Towards characterization of Female Genital Mutilation (FGM) in rural Nigeria|
Odo, Amelia Ngozi; Dibia, Samuel Ifeanyi Christian; Nwagu, Evelyn Nwanebe; Umoke, MaryJoy & Umoke, Prince Christian Ifeanachor
Background: Female genital mutilation (FGM) is a public health challenge and seems to be secretly practiced in some rural
communities, despite the ban in Nigeria.
Objectives: The study aimed to identify the activities that are involved in FGM, type(s) of FGM practiced and the knowledge
of health implications of FGM among rural community members in Ebonyi State, Nigeria.
Methods: We employed exploratory design using qualitative technique. In-depth interviews were conducted with 44 adult
(18 years and older) volunteers in four rural communities in Ebonyi State, Nigeria. After thematic analysis using NVivo 11
Pro software, eight sub-themes emerged, among which are: types of FGM practiced, seasons for FGM, FGM by health
workers and community leaders, punishment for refusing FGM and knowledge of health implications of FGM.
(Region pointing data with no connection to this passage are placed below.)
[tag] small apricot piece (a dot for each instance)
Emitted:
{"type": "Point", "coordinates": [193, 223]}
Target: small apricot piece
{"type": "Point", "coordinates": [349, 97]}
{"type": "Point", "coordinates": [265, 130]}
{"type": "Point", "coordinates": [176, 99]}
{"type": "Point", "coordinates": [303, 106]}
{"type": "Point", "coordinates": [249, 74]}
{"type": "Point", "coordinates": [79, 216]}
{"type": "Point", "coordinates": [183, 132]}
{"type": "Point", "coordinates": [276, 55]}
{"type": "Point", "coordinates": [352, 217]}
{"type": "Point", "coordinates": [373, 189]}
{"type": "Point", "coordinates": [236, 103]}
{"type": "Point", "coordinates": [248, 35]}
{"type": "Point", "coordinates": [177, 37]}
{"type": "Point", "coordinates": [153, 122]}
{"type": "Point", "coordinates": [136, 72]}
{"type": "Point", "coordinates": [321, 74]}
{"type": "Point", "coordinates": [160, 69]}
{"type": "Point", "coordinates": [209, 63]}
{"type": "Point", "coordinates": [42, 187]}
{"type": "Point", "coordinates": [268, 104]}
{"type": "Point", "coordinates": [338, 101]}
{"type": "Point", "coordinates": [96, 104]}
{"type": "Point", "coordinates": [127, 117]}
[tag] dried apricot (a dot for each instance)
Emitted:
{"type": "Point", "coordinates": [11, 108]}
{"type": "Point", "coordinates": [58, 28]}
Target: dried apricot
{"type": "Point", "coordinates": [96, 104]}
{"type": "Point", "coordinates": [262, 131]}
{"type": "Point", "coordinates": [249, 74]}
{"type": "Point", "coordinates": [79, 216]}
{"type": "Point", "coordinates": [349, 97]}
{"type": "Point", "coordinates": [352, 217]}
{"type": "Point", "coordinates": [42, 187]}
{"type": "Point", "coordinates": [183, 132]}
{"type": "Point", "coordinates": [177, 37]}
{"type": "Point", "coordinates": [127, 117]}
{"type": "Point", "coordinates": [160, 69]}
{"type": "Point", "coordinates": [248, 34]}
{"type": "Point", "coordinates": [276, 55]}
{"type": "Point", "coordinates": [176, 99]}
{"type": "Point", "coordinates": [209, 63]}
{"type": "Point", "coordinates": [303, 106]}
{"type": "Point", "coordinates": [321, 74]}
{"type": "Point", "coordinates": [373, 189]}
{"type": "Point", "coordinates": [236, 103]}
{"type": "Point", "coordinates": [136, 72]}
Results: Findings show that FGM is more like a process than just an act, and type most practiced in the study area is Type
1. Circumcisers are health workers and women leaders. Knowledge of health implications of FGM was found to be low
among those interviewed.
Conclusion: Based on the findings, we concluded that FGM is still practiced in some rural communities in Nigeria, maybe
because of poor knowledge of health implications of FGM.
Female genital mutilation; qualitative study; practice; health implications; Nigeria.